To say the town of Dayton cared about evolution is wrong; the American Civil Liberties Union were the ones who cared about evolution and free speech. All they needed was a town to allow one of their teachers to be used as the defendant in a “test case.” Therefore, they offered to defend anyone who was accused of violating the Baker Act. A Dayton businessman named George Rappleyea heard about this proposition and realized it could bring the town of Dayton great publicity; he consulted with the superintendent of schools and a local lawyer, who agreed with him. The superintendent brought in a young teacher named John Scopes, and asked him to be the defendant. Scopes was not sure if he taught evolution or not, but agreed to be the defendant regardless. A media frenzy soon ensued.
The Scopes Trial is a prime example of how a small town can create sweeping societal changes. I am writing today because I believe the time is now for Martha’s Vineyard. When one thinks of Martha’s Vineyard, one usually thinks of beaches, seafood, celebrities, and affluence.
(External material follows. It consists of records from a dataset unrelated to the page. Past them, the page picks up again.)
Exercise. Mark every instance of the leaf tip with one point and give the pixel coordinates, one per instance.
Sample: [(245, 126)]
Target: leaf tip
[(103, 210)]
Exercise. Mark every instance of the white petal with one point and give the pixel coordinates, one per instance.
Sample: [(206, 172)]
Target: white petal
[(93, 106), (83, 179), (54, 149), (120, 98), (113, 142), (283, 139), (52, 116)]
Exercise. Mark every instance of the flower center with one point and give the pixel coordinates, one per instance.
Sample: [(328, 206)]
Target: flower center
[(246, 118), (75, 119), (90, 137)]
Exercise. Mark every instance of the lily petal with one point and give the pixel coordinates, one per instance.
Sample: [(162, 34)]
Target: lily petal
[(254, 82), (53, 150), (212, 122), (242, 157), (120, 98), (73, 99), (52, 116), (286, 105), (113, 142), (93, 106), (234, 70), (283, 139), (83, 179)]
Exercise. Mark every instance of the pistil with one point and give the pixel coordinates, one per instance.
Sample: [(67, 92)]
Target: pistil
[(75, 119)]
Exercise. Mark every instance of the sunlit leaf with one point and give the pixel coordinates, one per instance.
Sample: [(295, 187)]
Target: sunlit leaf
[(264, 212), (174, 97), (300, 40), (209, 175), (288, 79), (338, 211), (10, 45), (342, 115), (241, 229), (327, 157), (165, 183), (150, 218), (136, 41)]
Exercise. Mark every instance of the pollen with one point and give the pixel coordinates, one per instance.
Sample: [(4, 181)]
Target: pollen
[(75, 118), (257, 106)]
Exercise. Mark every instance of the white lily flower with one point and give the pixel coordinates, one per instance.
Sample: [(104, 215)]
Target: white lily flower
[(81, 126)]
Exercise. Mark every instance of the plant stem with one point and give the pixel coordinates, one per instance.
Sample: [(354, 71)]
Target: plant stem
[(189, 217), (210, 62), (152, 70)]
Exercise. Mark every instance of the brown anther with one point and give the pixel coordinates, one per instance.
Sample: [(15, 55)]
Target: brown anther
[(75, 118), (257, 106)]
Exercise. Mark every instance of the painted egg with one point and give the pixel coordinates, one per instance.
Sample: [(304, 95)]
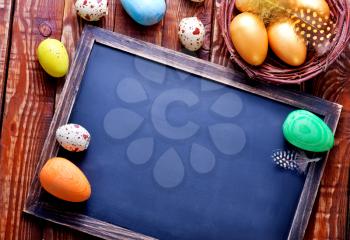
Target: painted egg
[(307, 131), (73, 137), (249, 37), (64, 180), (145, 12), (53, 57), (319, 6), (191, 33), (91, 10), (286, 44), (247, 6)]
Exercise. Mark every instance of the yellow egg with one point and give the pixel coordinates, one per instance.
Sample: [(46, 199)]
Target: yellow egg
[(247, 6), (53, 57), (319, 6), (286, 44), (64, 180), (249, 36)]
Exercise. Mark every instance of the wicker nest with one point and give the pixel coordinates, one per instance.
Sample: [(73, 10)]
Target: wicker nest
[(273, 70)]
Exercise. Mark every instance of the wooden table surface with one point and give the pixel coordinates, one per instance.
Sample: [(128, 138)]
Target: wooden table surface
[(28, 97)]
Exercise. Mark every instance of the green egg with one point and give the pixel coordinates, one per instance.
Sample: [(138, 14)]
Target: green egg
[(53, 57), (307, 131)]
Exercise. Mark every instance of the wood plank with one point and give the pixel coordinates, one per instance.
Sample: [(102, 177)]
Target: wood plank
[(330, 215), (219, 52), (324, 222), (6, 16), (189, 64), (71, 32), (27, 114), (176, 11), (73, 26)]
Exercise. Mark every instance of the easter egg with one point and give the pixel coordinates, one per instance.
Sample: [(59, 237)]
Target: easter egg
[(145, 12), (191, 33), (247, 6), (73, 137), (249, 37), (319, 6), (307, 131), (286, 44), (64, 180), (53, 57), (91, 10)]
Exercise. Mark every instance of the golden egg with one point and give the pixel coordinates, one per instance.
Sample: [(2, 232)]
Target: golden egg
[(249, 37), (53, 57), (286, 44), (319, 6), (247, 6), (64, 180)]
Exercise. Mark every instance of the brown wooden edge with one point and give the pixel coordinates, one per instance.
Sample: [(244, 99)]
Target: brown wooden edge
[(93, 35)]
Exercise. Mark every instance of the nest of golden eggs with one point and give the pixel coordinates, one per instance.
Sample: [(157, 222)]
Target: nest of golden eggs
[(285, 41)]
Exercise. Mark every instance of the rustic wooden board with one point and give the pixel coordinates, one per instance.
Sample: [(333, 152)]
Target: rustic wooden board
[(29, 104), (330, 200), (6, 17), (331, 212), (329, 110)]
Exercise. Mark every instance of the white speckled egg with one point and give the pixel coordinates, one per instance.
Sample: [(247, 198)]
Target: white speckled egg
[(191, 33), (73, 137), (91, 10)]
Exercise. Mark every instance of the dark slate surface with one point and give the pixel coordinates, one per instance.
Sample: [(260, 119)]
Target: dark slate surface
[(175, 156)]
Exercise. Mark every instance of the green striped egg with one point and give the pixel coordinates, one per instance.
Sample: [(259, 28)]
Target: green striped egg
[(307, 131)]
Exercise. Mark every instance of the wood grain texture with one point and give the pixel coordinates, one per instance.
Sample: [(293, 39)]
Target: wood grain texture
[(330, 216), (6, 16), (35, 206), (71, 31), (30, 100), (27, 114)]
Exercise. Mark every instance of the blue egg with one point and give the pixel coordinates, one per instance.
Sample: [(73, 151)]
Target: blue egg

When I think of Martha’s Vineyard, I think of the community and the people who shaped me into who I am today. Anyone who knows me personally knows that the last place I wanted to be while I was a kid was the Island. Do I want to live on Martha’s Vineyard my entire life? The answer to that is no, but living in a large city makes me understand why people choose to live in places like Martha’s Vineyard; it isn’t particularly stressful, it is clean, and surprisingly, it is easier to make friends in a small town than it is in a huge city.
I currently live in Washington, D.C. Last week, Mayor Muriel Bowser renamed a section of 16th Street near the White House “Black Lives Matter Plaza.” Many residents and policy experts see it as a gesture, devoid of any real meaning or change. While I welcome the renaming, the skeptics are not entirely wrong. Washington, D.C., is a city that should lead by example, it is the nation’s capital, and it has historically been plagued with segregation and systemic racism that is still visible today. Can a place like Martha’s Vineyard make sweeping, impactful change? If so, then how? I do not believe that Martha’s Vineyard is expected to change the world. Since county government is extremely limited, Martha’s Vineyard cannot really do anything that is not in step with the commonwealth of Massachusetts. So there is nothing wrong with Island towns passing resolutions condemning racism, and perhaps even renaming streets.
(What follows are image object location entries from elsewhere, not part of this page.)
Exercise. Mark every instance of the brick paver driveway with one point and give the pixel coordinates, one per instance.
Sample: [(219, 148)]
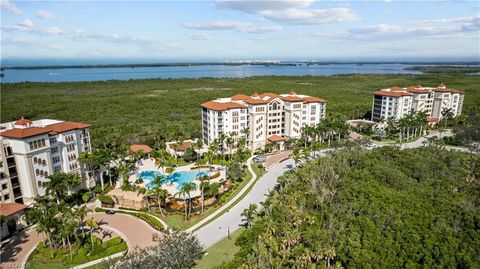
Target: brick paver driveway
[(137, 233), (17, 251)]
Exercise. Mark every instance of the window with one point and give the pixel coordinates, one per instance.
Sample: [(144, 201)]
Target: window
[(260, 109)]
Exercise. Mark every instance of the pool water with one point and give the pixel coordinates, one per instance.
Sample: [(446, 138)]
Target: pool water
[(181, 178)]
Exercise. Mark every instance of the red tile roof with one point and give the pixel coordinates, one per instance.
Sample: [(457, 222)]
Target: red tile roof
[(392, 94), (239, 97), (144, 148), (311, 99), (50, 129), (23, 121), (221, 106), (7, 209), (292, 99), (276, 138)]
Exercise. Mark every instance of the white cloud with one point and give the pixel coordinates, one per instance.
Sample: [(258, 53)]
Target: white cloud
[(10, 7), (287, 11), (46, 15), (444, 28), (81, 35), (200, 36), (242, 27), (26, 23)]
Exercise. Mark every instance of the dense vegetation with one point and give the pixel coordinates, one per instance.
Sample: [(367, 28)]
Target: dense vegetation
[(173, 251), (356, 208), (149, 110), (446, 69)]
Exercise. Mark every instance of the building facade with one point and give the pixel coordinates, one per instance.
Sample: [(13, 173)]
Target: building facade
[(261, 117), (33, 150), (396, 102)]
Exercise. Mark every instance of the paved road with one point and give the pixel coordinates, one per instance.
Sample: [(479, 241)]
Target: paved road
[(218, 229), (15, 253), (137, 233)]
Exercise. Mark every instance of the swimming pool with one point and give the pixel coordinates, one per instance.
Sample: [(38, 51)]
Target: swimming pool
[(181, 178)]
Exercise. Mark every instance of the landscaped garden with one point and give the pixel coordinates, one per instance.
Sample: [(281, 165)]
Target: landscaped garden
[(44, 257)]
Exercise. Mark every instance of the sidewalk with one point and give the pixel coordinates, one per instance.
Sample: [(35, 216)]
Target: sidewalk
[(229, 203)]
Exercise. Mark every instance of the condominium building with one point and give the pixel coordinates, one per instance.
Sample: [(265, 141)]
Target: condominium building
[(33, 150), (396, 102), (267, 117)]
I could not think of a better street to rename than Pease’s Point Way in Edgartown (keep in mind I know Edgartown way better than any other Island town). I have seen other cities rename streets; sometimes the renaming can cause headaches for the Postal Service and business owners. Renaming Pease’s Point Way would cause fewer headaches, since there are a limited number of businesses on it, and many of the houses are owned by seasonal residents, all while it is a main thoroughfare. I may not have ever lived on Pease’s Point Way, but I utilized it consistently throughout my life. After nearly 20 years of walking, biking, and driving down Pease’s Point Way, I can honestly say that nobody calls it by its name outside of downtown Edgartown. I am unsure if it is even signed outside of downtown, which would make the renaming easier. Did I mention that the police and fire departments are on Pease’s Point Way? Could you imagine a place in America where the police station is located on a street called “Black Lives Matter Boulevard”?
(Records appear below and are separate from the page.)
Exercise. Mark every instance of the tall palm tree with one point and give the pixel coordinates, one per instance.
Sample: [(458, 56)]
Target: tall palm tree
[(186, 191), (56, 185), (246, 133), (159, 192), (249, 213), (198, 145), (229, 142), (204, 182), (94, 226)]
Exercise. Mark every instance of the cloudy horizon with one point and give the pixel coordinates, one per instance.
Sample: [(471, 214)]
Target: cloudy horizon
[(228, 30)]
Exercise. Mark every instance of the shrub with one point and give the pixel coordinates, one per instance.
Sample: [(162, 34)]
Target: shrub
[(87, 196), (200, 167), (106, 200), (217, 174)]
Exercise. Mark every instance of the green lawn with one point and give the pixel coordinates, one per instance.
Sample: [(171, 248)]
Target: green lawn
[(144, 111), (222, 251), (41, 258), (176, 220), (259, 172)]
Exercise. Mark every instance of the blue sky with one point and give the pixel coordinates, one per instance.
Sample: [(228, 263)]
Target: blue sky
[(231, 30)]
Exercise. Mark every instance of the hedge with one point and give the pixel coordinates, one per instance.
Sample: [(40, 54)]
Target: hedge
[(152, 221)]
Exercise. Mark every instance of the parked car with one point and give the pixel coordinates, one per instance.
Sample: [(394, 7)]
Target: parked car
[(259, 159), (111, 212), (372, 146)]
While the town of Dayton may have changed the world because they wanted publicity, I believe that Edgartown (and any Island town) could and would implement positive, meaningful change, despite any publicity that would arise. Andy Warhol predicted that “in the future, everyone will be world-famous for 15 minutes.” With today’s 24-hour news cycles and the ability to get breaking news on your phone, he hit the nail right on the head. But if you were to be famous for 15 minutes, wouldn’t you want to be famous for promoting inclusion, tolerance, acceptance, and love? Most people learn evolution in school without realizing the controversy that arose to have it taught; 50 years from now the same could very well be said for streets that were renamed things like “Diversity Plaza” or “Inclusion Place.” Many times, subtle change is often the most sweeping and long-lasting.
In the 1920s, Edgartown and Dayton were roughly the same size (Edgartown was slightly larger). If a small town could make change almost 100 years ago, it could very well be done today. If Chilmark or Aquinnah changed a street name to speak out against systemic racism, then a town that is smaller today than Dayton was 100 years ago would have a louder voice than most major cities in the country. People may forget about a street changing its name, but unless time and erosion speed up, nobody will forget about Martha’s Vineyard.